Many higher education college are available in balaghat belongs to Rani Durgawati University Jabalpur.
- Sardar Patel University, Balaghat
- JataShankar Trivedi Government P.G. College, Balaghat
- Government Kamla Nehru Girls College, Balaghat
- Govt. Polytechnic College, Balaghat

==Economy==
Balaghat's economy relies primarily on agriculture, minerals, and forest wealth.
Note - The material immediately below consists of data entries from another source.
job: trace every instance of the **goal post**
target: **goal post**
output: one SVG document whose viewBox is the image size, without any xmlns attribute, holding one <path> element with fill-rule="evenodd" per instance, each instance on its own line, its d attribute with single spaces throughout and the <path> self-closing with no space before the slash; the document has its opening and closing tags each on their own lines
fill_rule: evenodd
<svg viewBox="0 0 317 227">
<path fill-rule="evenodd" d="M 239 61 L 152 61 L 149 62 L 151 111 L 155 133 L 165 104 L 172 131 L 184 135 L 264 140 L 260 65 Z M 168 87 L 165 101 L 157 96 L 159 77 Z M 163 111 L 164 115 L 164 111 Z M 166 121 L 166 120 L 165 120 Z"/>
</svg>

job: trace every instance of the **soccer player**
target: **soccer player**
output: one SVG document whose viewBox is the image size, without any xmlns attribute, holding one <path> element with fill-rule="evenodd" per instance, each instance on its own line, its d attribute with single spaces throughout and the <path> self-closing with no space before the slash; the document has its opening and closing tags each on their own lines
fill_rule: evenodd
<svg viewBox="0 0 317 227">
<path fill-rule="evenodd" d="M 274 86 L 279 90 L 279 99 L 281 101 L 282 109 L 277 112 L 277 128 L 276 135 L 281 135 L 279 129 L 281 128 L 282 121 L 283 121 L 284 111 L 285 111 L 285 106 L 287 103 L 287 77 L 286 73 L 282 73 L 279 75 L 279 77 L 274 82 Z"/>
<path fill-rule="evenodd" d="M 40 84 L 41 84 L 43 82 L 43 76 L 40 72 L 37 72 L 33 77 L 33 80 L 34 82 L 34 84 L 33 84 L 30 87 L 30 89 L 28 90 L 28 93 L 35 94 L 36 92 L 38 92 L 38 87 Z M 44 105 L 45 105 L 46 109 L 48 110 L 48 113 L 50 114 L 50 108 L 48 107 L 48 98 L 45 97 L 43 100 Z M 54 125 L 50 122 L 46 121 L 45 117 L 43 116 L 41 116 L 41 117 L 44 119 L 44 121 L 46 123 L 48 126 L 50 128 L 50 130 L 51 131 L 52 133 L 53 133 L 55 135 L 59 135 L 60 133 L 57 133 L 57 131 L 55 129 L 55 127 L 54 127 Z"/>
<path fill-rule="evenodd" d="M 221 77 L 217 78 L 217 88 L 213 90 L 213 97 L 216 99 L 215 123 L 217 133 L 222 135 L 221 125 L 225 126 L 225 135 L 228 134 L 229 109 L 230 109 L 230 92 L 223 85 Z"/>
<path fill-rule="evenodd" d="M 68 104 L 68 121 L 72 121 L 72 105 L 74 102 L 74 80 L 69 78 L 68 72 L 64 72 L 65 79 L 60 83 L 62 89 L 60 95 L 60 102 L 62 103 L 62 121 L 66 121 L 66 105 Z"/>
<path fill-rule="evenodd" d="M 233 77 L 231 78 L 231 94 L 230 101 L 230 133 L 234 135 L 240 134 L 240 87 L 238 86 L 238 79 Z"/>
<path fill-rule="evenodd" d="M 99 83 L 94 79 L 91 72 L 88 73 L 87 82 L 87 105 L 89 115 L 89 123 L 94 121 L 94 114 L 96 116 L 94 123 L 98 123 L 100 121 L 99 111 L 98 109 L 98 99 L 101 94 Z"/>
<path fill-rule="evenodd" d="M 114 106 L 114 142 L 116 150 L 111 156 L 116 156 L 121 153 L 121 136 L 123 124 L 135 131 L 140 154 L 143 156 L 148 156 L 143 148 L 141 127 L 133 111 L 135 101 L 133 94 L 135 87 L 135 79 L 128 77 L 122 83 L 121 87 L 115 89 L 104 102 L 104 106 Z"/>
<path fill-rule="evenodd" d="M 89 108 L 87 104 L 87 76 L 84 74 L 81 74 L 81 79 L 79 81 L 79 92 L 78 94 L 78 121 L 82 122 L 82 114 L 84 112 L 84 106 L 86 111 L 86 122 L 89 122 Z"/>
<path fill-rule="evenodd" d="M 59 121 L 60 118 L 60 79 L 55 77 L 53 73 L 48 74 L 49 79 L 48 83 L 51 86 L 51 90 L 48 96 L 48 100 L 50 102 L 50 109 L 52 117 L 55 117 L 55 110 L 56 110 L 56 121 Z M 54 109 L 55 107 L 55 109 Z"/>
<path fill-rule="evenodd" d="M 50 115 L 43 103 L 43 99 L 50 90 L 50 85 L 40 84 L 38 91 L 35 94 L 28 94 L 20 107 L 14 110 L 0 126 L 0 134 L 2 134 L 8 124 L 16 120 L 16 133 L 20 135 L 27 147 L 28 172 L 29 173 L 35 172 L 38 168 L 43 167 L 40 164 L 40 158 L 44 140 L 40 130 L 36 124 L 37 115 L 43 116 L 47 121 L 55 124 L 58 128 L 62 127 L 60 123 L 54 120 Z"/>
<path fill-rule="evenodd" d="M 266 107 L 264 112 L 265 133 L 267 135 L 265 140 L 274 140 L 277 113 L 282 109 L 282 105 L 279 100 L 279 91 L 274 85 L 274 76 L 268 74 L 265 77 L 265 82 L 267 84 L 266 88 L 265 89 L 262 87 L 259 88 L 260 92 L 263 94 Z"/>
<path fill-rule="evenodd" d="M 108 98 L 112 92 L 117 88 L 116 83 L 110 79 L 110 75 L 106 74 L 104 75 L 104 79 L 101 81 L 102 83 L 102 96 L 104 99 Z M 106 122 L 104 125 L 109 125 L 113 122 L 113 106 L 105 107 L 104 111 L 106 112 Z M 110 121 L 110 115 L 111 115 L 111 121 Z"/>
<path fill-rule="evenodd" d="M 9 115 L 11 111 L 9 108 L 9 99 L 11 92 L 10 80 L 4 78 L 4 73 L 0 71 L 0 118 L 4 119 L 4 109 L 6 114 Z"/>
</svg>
It is considered one of the prosperous districts of Madhya Pradesh.

Industrial Status: Heavy industries are lacking in Balaghat, but rice mills, tile factories and mineral-based small industries are plentiful. Malajkhand has Asia's largest open-pit copper mine, operated by Hindustan Copper Limited.

==Notable people==
- Anand Bais
- Gaurishankar Bisen
- Hemlata Mahishwar
- Hugh Bartlett

==Transport==
Balaghat is connected with Railway and Roadways, Balaghat junction railway station is major railway station of city, Jabalpur - Gondia railline passing through balaghat. Many trains halting in here.